Blackburn thanked him and went out to Ms. Duncan, who gave him the address of the lab and told him to deliver his sample on Thursday morning. She also told him that his surgery would take place in one week, at 5:20 P.M.

"Soon," he said. "That's good."

"Every Tuesday," Ms. Duncan said. "There are two underway upstairs right now."

"Could I observe?"

Ms. Duncan said that she didn't think so. Then she gave him two instruction sheets and a baggie containing a single-bladed, blue plastic safety razor. The first instruction sheet told him what it was for.

Before going to the Dart, Blackburn stopped among the protesters and spoke to the woman in gray. "You have the wrong night. There's no baby-butchering today."

"I suppose you call it 'choice,' " she said.

Blackburn smiled. "No. Tonight it's 'crotch-cutting.' Or maybe 'scrotum-slicing.' "

"I can have you arrested for obscenity," the woman said.

Blackburn laughed and crossed the street. As he unlocked his car, he heard footsteps on the asphalt. Turning, he saw that the woman in gray had followed him. She had left her sign and candle on the sidewalk.

"Are you going to throw more blood?" Blackburn asked as she drew close.

The planes of her face seemed frozen. "You already have so much on you that it'll never wash off."

"Yet blood washes away sin."

"What would you know about that?"

He knew plenty, but instead of telling her so, he said, "I'm not an abortionist."

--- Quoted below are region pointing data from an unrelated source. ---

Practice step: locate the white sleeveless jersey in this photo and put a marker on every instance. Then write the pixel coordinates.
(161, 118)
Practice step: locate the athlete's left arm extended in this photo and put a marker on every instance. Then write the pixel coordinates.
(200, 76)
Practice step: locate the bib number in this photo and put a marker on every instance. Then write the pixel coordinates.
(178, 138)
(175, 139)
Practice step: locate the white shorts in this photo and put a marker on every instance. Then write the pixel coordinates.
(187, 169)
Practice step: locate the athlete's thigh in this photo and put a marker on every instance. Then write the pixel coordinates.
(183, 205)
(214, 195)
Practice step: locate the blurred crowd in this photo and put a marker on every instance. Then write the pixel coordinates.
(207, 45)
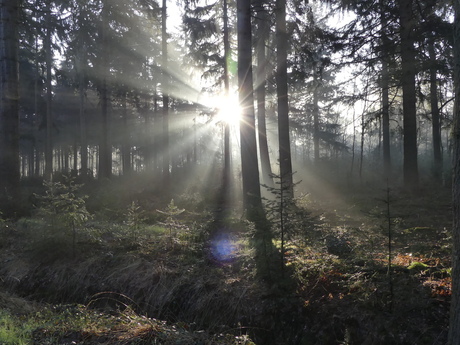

"It doesn't matter. If you work there, if you're in there, you're one of them. Condoning it is the same as doing it. It's evil."

"So why come over here? Shouldn't you be afraid of evil?"

She tilted her head. "I need to understand you if I'm going to fight you. How can you believe in what you do, and do what you do?"

For a moment, the sureness of her tone made Blackburn fear that she knew who he was, and knew the things he really had done. Then he remembered that she didn't even know him as Arthur Cameron, let alone as James Blackburn.

"You're wrong about me," he said. "In fact, I'm making sure that I'll never be the cause of what you're fighting." He took the baggie containing the plastic razor from his jacket. "This is to shave the hair off my scrotum. I'm having a vasectomy next week."

The planes of the woman's face crumpled, and she spun and stumbled into the street. A car was coming fast and would have hit her, but Blackburn pulled her back.

He was startled at what he had done. He didn't save people from themselves. He left people alone… unless they angered him, in which case he either punished them if the offense was slight, or killed them if it was great.